To select an entire row, we can do the same thing, but this time  we pass the semicolon as the second argument. So now "df.loc[6,:]" says "select all columns in the row labelled 6" (that is, the second row)

In [None]:
df.loc[502,:]

and "df.iloc[1,:]" says "select all rows in the second column"

In [None]:
df.iloc[1,:]

## Exercise 2.5.1
Select columns A and D and rows 504 and 505 using loc

## Exercise 2.5.2
Select columns A and D and rows 504 and 505 using iloc

# 2.6 Checking the number of rows and columns in a DataFrame
We can check the number of rows and columns in the DataFrame by calling the shape function:

In [None]:
df.shape

# 2.7 Creating a Pivot DataFrame

A pivot DataFrame provides a summary of the column values. First, recall what our DataFrame looks like:

In [None]:
df

To create the pivot DataFrame, we use the describe function like this:

In [None]:
df.describe()

We could have calculated these values ourselves. For example, for column A:

In [None]:
print(df['A'].count())
print(df['A'].mean())
print(df['A'].std())
print(df['A'].min())
print(df['A'].quantile(0.25))
print(df['A'].quantile(0.5))
print(df['A'].quantile(0.75))
print(df['A'].max())

But using the function describe is certainly easier!

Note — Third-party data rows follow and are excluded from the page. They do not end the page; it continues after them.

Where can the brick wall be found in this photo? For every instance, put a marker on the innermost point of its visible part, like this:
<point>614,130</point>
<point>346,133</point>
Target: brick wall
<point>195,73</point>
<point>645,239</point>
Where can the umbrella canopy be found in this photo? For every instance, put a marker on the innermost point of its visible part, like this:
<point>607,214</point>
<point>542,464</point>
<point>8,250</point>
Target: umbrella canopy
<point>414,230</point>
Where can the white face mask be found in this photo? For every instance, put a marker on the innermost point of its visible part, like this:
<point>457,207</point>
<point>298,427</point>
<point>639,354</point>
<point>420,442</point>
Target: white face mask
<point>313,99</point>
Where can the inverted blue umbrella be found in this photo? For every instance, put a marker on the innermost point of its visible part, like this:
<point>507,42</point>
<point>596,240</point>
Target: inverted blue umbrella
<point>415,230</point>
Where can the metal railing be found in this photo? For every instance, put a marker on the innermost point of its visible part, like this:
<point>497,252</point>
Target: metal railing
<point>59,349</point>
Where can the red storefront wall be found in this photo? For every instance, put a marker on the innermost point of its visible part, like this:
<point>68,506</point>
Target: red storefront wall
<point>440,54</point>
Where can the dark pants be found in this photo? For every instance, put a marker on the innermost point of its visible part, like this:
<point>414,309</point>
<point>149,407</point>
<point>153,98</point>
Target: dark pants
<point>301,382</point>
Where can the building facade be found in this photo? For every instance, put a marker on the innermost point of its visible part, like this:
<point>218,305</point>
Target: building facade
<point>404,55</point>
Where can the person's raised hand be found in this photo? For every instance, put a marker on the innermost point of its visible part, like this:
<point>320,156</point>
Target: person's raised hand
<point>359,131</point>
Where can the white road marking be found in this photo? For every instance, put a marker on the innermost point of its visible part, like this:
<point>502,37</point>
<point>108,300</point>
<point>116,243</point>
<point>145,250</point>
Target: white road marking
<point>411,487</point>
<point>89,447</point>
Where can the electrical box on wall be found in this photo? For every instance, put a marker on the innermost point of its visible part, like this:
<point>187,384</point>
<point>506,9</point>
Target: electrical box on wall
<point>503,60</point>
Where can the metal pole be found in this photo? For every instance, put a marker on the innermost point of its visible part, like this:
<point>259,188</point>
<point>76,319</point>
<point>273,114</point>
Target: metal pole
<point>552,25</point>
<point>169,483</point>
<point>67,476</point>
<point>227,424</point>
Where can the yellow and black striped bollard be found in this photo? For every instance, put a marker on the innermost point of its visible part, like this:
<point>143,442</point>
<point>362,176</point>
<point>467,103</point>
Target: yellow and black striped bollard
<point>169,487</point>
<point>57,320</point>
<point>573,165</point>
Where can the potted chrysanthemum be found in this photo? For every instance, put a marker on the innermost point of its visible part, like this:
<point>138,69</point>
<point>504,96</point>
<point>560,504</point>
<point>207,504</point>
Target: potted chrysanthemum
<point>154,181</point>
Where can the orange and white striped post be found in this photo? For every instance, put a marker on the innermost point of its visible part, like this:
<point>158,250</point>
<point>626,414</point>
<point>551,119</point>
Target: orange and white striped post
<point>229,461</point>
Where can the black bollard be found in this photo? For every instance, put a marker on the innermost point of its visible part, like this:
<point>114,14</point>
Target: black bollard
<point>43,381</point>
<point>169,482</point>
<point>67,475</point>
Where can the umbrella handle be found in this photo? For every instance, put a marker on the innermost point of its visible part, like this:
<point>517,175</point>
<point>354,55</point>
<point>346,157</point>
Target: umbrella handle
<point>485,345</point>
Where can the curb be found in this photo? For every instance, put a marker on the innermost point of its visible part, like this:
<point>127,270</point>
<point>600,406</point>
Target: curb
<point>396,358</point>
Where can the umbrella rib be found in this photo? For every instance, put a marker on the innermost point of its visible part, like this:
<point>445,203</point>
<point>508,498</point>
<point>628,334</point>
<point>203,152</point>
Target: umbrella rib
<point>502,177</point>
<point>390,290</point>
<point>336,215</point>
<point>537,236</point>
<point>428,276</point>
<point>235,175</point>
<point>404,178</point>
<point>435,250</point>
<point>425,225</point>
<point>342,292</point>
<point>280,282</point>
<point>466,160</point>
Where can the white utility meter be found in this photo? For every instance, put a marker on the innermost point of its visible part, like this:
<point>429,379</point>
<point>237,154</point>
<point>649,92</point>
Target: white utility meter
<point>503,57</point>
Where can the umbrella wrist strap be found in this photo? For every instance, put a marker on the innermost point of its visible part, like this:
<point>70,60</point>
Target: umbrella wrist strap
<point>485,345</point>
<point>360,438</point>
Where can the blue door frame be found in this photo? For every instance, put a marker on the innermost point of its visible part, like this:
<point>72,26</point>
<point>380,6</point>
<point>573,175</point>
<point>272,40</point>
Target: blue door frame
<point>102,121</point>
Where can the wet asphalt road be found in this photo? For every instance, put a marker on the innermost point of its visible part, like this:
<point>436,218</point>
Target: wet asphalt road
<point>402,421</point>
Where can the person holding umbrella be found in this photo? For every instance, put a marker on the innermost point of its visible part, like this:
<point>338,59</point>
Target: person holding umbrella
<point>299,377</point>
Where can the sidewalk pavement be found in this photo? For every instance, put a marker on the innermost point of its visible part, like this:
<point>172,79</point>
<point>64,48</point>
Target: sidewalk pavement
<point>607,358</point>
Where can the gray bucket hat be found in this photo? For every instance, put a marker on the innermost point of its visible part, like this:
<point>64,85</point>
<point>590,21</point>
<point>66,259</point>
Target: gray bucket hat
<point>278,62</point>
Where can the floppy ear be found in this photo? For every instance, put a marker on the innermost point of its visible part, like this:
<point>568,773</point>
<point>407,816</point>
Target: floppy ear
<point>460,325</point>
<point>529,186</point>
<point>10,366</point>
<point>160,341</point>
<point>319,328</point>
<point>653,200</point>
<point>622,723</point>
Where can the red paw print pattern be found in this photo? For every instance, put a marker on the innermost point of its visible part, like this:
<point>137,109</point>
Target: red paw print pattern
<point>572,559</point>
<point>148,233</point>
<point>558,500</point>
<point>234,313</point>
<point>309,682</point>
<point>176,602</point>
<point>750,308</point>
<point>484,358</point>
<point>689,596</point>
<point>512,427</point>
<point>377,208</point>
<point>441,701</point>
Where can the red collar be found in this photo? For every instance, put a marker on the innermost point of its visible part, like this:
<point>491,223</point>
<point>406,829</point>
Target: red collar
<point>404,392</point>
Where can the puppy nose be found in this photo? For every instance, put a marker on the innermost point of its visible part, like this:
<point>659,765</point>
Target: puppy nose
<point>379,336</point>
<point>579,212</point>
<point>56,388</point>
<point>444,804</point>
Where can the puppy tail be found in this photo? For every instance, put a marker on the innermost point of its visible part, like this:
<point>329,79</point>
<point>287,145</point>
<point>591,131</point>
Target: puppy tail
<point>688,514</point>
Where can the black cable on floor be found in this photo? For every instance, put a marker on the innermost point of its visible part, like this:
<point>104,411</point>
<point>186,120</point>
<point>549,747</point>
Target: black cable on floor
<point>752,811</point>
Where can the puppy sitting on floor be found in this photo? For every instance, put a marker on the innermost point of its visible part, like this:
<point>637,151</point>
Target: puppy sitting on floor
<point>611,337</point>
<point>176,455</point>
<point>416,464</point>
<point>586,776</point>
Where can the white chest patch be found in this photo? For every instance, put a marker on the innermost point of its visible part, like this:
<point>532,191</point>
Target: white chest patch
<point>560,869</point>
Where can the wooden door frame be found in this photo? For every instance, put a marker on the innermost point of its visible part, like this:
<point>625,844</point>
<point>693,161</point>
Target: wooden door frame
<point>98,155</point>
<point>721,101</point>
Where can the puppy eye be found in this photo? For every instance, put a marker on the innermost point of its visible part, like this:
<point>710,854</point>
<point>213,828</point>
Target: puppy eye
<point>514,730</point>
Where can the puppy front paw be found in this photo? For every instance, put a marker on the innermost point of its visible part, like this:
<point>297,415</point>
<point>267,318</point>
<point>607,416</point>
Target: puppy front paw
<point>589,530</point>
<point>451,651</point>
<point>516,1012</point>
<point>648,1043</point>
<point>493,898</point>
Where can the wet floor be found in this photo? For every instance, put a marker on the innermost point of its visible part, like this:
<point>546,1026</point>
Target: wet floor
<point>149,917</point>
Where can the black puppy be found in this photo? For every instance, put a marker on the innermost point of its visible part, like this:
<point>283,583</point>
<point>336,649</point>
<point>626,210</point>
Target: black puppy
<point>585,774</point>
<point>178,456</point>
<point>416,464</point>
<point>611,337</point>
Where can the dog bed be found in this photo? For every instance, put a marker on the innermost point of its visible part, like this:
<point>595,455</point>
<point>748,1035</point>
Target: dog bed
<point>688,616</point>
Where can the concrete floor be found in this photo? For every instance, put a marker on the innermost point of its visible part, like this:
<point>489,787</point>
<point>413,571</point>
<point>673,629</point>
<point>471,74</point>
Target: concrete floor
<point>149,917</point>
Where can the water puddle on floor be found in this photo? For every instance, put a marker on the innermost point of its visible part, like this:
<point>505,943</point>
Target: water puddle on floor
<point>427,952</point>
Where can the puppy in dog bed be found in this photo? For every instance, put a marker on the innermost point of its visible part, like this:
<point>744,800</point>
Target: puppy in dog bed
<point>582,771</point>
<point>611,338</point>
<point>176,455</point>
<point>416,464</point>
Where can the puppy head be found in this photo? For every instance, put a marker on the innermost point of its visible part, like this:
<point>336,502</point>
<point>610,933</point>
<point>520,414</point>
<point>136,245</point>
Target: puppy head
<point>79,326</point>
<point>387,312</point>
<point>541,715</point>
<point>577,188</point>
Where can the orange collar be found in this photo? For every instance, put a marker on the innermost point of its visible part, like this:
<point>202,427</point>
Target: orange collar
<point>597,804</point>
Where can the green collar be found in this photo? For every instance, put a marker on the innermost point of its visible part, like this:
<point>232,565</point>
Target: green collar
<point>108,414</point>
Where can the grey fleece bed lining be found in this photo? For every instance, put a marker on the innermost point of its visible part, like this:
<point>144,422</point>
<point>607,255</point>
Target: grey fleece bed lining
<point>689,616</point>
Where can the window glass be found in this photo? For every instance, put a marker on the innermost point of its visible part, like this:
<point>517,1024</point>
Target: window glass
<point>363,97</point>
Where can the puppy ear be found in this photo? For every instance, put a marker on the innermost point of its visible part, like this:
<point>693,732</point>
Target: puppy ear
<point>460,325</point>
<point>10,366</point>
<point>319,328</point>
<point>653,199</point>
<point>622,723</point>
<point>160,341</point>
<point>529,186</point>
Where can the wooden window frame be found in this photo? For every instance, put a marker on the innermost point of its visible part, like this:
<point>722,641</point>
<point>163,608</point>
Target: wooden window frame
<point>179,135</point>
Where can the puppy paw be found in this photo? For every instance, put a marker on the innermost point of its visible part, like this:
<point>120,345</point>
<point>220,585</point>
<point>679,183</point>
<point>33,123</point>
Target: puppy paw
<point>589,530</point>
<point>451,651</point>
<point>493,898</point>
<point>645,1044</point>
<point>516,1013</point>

# 3. Reading CSV files into a Pandas DataFrame

Another way to create a DataFrame is from a CSV files. CSV files are comma separated files and are a very common format used to save tabular (excel-like) data. To create a DataFrame from a CSV file, we use the Pandas read_csv function.

Reminder: 
* "pwd" means "display the current directory"
* ".." means "go up a directory"

In [None]:
pwd

In [None]:
background = "../ff_data/background.csv"
data_frame = pd.read_csv(background, low_memory=False)

Now that we have created a DataFrame from the CSV file, we can see how many rows and columns there are in the DataFrame using the shape function as we did before:

In [None]:
data_frame.shape

Our DataFrame has 4,242 rows where each row corresponds to a different family that took part in the study and 12,943 columns where each column represents one piece of information (a "variable" or a "feature") of the family.

Because this dataset is huge, it doesn't make sense to try and look at it all at the same time. Instead, we can display a quick peek at the DataFrame using the "data_frame.head()" function to only show the first few rows and the first and last few columns:

In [None]:
data_frame.head()

## Exercise 3.1
Select column m1intmon for rows with challengeID ranging from 1000 to 1010

## Exercise 3.2
Find out the name of the variables associated with the mother's and father's age when the child was born, then select these two columns from data_frame for families with challengeID from 30 to 45.

## Exercise 3.3
What is the mean, standard deviation, min, and max of each column in the previous exercise?

## Exercise 3.4
What is the mean, standard deviation, min, and max of each row? Hint: use google to find out how to do this!

## Exercise 3.5
Find out the name of the variables associated with the mother's and father's level of education when the child was born, then select these two columns from data_frame for families with challengeID from 980 to 1000.